List - jak informuje PKPP - jest efektem prac i dyskusji prowadzonych wśród ekspertów Konfederacji. Ich zdaniem "w atmosferze długo trwających strajków, protestów głodowych i ulicznych demonstracji należy poszukiwać rozwiązań, które jak najszybciej pozwolą ochronić system przed dalszą destabilizacją".
W opinii autorów listu, oznaczałaby ona nie tylko pogorszenie dostępu do świadczeń. "To również ryzyko destabilizacji ekonomicznej, o licznych negatywnych skutkach dla finansów publicznych" - napisali.
Niewywiązywanie się szpitali czy przychodni z umów z NFZ, w tym odmowa wypisywania dokumentacji medycznej, związanej z wykonanymi świadczeniami (dokumentacji niezbędnej dla przelania przez NFZ należności na konto szpitala czy przychodni), może doprowadzić do utraty płynności finansowej przez zakłady - uważa PKPP.
"Skala zobowiązań, w tym i wobec pracowników, może być tak duża, że niektóre szpitale utracą możliwość dalszego funkcjonowania.

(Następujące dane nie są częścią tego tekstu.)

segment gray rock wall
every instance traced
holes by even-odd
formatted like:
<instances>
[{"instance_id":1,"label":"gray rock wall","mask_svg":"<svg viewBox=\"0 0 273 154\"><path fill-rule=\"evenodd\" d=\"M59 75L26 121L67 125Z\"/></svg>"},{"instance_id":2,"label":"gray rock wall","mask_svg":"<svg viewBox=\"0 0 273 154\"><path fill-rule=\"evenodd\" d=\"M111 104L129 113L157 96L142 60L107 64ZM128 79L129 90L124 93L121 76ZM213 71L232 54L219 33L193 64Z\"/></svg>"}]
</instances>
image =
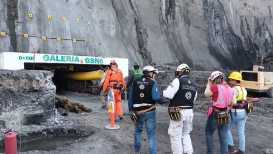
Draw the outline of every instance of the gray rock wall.
<instances>
[{"instance_id":1,"label":"gray rock wall","mask_svg":"<svg viewBox=\"0 0 273 154\"><path fill-rule=\"evenodd\" d=\"M56 87L47 71L0 70L0 119L7 127L40 124L55 113Z\"/></svg>"},{"instance_id":2,"label":"gray rock wall","mask_svg":"<svg viewBox=\"0 0 273 154\"><path fill-rule=\"evenodd\" d=\"M4 0L1 31L89 42L8 35L0 52L32 52L32 43L38 53L127 58L131 66L250 68L273 52L272 8L267 0Z\"/></svg>"}]
</instances>

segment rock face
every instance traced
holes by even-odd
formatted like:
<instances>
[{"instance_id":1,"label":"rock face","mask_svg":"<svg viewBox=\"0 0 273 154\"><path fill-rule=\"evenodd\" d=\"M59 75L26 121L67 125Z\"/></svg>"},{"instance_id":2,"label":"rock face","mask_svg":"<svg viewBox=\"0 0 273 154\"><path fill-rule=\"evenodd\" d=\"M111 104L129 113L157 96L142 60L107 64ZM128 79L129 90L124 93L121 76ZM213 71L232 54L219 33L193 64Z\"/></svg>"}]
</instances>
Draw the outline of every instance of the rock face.
<instances>
[{"instance_id":1,"label":"rock face","mask_svg":"<svg viewBox=\"0 0 273 154\"><path fill-rule=\"evenodd\" d=\"M55 113L56 87L47 71L0 70L0 117L7 127L40 124Z\"/></svg>"},{"instance_id":2,"label":"rock face","mask_svg":"<svg viewBox=\"0 0 273 154\"><path fill-rule=\"evenodd\" d=\"M264 0L4 0L1 31L40 37L7 34L0 52L32 52L32 43L38 53L127 58L131 66L249 68L273 52L272 7Z\"/></svg>"}]
</instances>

Gdyby organ założycielski podejmował decyzję o likwidacji z tytułu utraty płynności finansowej, czy niemożności zapewniania świadczeń dla pacjentów z powodu braku lekarzy, zobowiązania te staną się zobowiązaniami organów władzy publicznej. Dla wielu z nich może to oznaczać duże kłopoty finansowe" - napisali przedsiębiorcy, dodając, że może to być problem o negatywnych skutkach dla całego systemu finansów publicznych.
"Naszym zdaniem należy w trybie pilnym znowelizować ustawę z 2006 roku, wprowadzającą odrębną pulę środków na podwyżki wynagrodzeń. Wyodrębnione w planie finansowym NFZ środki na podwyżki powinny być utrzymane również w 2008 roku" - napisali m.in. autorzy listu.
Ich zdaniem, "w związku z uznaniem przez środowisko medyczne, że tamte podwyżki były stanowczo za niskie, aby wynagrodzenia w tym sektorze uznać za godziwe, wskaźnik wzrostu wynagrodzeń powinien być w przyszłym roku podniesiony".
Proponują także m.in. korektę wskaźnika udziału kosztów pracy w różnych typach zakładów i przeznaczenie dodatkowych środków na wynagrodzenia.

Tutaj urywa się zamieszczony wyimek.